The United States District Court for the Northern District of California handed down a decision on February 28 that United Behavioral Health (UBH/Optum), the country’s largest managed behavioral health care organization, illegally denied coverage for mental and substance use disorders based on flawed medical necessity criteria.
In the case, David Wit, et. al. v. United Behavioral Health, Chief Magistrate Judge Joseph C. Spero said in his ruling that UBH used internally developed medical necessity guidelines that comprehensively fell short of accepted standards of care to deny outpatient, intensive outpatient, and residential treatment to UBH beneficiaries. Plaintiffs in the case were individuals insured by UBH.
The court looked to clinical guidelines from APA, the American Society of Addiction Medicine, other professional associations, and the Centers for Medicare and Medicaid Services to establish the applicable standards of care. Spero outlined specific aspects of coverage that the accepted standards call for but were not met by UBH. Those items include the following:
Effective treatment requires treatment of the individual’s underlying condition and is not limited to alleviation of the individual’s current symptoms.
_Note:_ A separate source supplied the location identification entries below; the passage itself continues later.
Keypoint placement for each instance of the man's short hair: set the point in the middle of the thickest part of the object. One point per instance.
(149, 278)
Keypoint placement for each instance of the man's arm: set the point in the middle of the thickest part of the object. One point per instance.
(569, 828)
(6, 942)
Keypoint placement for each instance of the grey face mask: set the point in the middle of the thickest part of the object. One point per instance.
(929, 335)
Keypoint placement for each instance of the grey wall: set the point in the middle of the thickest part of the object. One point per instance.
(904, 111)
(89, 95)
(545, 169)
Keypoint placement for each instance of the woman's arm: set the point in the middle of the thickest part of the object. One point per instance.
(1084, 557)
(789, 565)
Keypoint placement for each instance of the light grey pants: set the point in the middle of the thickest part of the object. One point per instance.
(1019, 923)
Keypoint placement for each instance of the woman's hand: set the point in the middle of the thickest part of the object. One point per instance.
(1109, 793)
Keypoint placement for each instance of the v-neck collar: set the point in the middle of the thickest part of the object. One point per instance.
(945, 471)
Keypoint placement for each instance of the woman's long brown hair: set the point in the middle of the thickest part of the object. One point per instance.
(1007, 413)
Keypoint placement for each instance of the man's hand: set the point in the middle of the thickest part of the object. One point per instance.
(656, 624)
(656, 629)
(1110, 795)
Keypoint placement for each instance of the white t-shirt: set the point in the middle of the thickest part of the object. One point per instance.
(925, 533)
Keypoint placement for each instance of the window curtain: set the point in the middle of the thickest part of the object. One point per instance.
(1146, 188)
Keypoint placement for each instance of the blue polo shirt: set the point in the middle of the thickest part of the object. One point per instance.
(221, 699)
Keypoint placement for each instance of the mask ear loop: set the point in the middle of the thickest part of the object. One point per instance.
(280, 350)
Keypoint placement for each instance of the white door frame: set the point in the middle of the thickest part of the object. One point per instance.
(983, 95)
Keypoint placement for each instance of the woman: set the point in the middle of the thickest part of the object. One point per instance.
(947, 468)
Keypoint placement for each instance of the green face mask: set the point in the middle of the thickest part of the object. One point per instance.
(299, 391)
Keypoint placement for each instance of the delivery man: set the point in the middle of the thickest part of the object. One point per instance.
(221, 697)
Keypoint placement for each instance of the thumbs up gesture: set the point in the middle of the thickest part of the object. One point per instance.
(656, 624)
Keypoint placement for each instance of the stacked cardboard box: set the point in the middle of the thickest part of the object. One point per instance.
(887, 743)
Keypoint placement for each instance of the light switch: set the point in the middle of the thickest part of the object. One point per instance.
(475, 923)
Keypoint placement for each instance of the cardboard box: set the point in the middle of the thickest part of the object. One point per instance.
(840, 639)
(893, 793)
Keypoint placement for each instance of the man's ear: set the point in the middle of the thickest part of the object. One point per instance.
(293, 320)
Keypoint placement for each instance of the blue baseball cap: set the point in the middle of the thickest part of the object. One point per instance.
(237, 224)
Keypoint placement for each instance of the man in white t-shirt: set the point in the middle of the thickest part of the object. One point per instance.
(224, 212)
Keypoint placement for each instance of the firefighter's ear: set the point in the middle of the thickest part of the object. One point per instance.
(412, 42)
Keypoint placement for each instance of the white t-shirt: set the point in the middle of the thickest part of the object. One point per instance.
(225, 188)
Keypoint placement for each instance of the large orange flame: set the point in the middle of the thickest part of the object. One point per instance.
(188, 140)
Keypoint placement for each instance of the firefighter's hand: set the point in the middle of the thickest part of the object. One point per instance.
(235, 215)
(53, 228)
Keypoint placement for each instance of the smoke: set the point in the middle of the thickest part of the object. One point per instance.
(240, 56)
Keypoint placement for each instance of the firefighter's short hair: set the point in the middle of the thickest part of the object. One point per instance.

Effective treatment requires treatment of co-occurring behavioral health disorders and/or medical conditions in a coordinated manner that considers the interactions of the disorders and conditions and their implications for determining the appropriate level of care.
Patients should receive treatment for mental and substance use disorders at the least-intensive and -restrictive level of care that is safe and effective. The fact that a lower level of care is less restrictive or intensive does not justify selecting that level if it is also expected to be less effective. Placement in a less restrictive environment is appropriate only if it is likely to be safe and just as effective as treatment at a higher level of care in addressing a patient’s overall condition, including underlying and co-occurring conditions.
When there is ambiguity as to the appropriate level of care, the practitioner should err on the side of caution by placing the patient in a higher level of care.
Effective treatment of mental and substance use disorders includes services needed to maintain functioning or prevent deterioration.
Appropriate duration of treatment for behavioral health disorders is based on the individual needs of the patient; there is no specific limit on the duration of such treatment.
The unique needs of children and adolescents must be taken into account when making level-of-care decisions involving their treatment for mental health or substance use disorders.
The determination of the appropriate level of care for patients with mental health and/or substance use disorders should be made on the basis of a multidimensional assessment that takes into account a wide variety of information about the patient.
“Having reviewed all of the versions of the Guidelines that Plaintiffs challenge in this case and considered the testimony of the witnesses addressing the meaning of the Guidelines, the Court finds, by a preponderance of the evidence, that in every version of the Guidelines in the class period, and at every level of care that is at issue in this case, there is an excessive emphasis on addressing acute symptoms and stabilizing crises while ignoring the effective treatment of members’ underlying conditions,” Spero wrote. “[I]n each version of the Guidelines at issue in this case the defect is pervasive and results in a significantly narrower scope of coverage than is consistent with generally accepted standards of care.”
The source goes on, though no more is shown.